Harriett Jackson was a regular at the Marylebone Police court. When she was hauled up before Mr Rawlinson in October 1840 the gaoler said it was ‘at least’ her hundredth appearance in the last ‘six of seven years’.

This charge was the same as most of those: being found drunk and disorderly and (by implication at least) soliciting prostitution. This time her accuser was a police constable of D Division who said he’d found her propositioning a man in the New Road.

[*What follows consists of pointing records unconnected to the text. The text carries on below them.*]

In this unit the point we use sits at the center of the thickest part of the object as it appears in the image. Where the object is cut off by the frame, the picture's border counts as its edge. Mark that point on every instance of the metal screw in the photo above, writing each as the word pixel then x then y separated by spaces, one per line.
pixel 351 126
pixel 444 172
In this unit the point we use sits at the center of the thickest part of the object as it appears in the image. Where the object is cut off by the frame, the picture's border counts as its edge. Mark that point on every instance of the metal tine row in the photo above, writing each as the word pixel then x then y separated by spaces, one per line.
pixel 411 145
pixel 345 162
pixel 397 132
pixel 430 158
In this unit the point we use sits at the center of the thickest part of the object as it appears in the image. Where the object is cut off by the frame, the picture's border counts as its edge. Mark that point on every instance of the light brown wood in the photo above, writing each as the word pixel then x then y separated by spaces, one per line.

Harriett, he said, had abused the man then struck him, knocking his cigar clean out of his mouth and into the street. Since the man didn’t press assault charges I think its fair to suggest that either the constable was exaggerating her violence or the victim was too embarrassed to come to court.

Instead of assault she was prosecuted for drunkenness and the magistrate questioned her about her behavior.

‘What have you to say now?’ he asked.

‘I’d got a bit of bacco and a pipe in my buzzom’,

Harriett replied,

‘and as the gentleman was smoking his cigar I thought I could get a light from that, but I didn’t mean to knock it out of his mouth’.

For her drunkenness or for her cheek, it isn’t clear which, Harriett was sent to prison for a month. It was a week off the street with regular food and water, perhaps even some weak tea or chocolate. Not the end of the world for oe of London’s many impoverished street women.